Es un fabricante de nicho, de muy bajo volumen. Tanto que son muchos los que desconocen que sigue en activo, pero la británica AC Cars sigue produciendo pequeñas obras de arte en tiradas muy limitadas que hacen las delicias de los aficionados al automóvil, como es precisamente su último lanzamiento.
Se trata del AC Cobra GT Coupé, un deportivo que no se limita a añadir un techo fijo al ya conocido Cobra GT Roadster, que es lo que llama la atención (ambos comparten aproximadamente el 75 % de su ingeniería), sino que el Coupé se desmarca al haber recibido un importante trabajo de desarrollo específico para reforzar su personalidad.
Tanto es así que AC Cars lo define como un gran turismo de altas prestaciones, sin llegar coche de circuito radical. Su diseño parte del modelo conceptual presentado en 2024, que toma como referencia directa el AC A98 Coupé que compitió en Le Mans en 1964. Esa inspiración se aprecia especialmente en la zaga, donde aparece una característica terminación tipo Kammtail. Esta solución aerodinámica, utilizada históricamente en competición, permite mejorar la eficiencia del flujo de aire sin necesidad de recurrir a una carrocería excesivamente larga como son las de tipo long-tail.
Otro de los elementos más distintivos es el techo de doble burbuja o «double bubble». Además de aportar una imagen muy característica, permite reducir la altura general del vehículo manteniendo un buen espacio para la cabeza de los ocupantes.
El chasis utiliza una estructura de aluminio extruido diseñada para ofrecer una elevada rigidez con un peso contenido. Gracias a ello, el GT Coupé se queda en torno a los 1.600 kg y mantiene un reparto de pesos cercano al ideal 50:50. Las dimensiones también reflejan la evolución del concepto Cobra. Con 4,22 m de longitud, 2,57 de batalla y 1,98 de anchura, es notablemente más grande que los Cobra clásicos.
El apartado mecánico sigue confiando en el motor V8 atmosférico de origen Ford, el famoso V8 Coyote, un 5.0 litros disponible en dos configuraciones: una versión de acceso que desarrolla 456 CV y 555 Nm de par, y una variante sobrealimentada que alcanza nada menos que 730 CV y 820 Nm.
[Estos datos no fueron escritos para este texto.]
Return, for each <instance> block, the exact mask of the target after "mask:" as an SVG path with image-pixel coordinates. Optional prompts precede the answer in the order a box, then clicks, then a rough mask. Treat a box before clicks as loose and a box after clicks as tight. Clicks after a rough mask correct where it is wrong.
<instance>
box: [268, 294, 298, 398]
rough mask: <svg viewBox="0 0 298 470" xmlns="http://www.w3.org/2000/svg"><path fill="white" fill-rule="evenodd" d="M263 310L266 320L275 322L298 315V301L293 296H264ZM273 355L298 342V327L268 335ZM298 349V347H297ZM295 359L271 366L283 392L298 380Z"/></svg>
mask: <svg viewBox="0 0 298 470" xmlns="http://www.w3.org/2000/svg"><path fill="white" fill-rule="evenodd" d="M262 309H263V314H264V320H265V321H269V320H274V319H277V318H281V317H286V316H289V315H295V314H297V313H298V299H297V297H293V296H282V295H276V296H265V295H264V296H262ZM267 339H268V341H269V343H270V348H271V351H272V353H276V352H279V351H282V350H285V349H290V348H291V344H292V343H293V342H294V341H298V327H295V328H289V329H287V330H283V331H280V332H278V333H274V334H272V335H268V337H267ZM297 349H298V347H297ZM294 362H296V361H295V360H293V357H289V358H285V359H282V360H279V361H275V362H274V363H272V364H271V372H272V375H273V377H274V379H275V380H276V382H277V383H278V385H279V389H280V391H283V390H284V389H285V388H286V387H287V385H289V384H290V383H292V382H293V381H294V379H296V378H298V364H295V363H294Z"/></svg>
Esta última es capaz de acelerar de 0 a 60 mph en menos de 3,5 segundos. Los clientes podrán elegir además entre una caja manual de seis velocidades o una transmisión automática de diez relaciones con levas en el volante.
En el interior, AC Cars mantiene una filosofía muy diferente a la de la mayoría de fabricantes actuales, que diseñan interiores de personalidad anodina. Predominan los materiales artesanales, las superficies tapizadas en cuero y numerosos elementos personalizables, aunque no hay imágenes del interior. Sin embargo, no renuncia a la tecnología moderna, incorporando instrumentación digital, sistema multimedia con navegador, climatizador y diferentes opciones de configuración a medida.
La exclusividad, para acabar, seguirá siendo uno de sus mayores argumentos. Cada unidad se fabricará específicamente para su propietario y la producción será extremadamente limitada. El precio arranca en 234.300 libras para la versión atmosférica, unos 275.000 euros al cambio actual antes de impuestos, mientras que la variante sobrealimentada parte de 256.300 libras, aproximadamente 301.000 euros.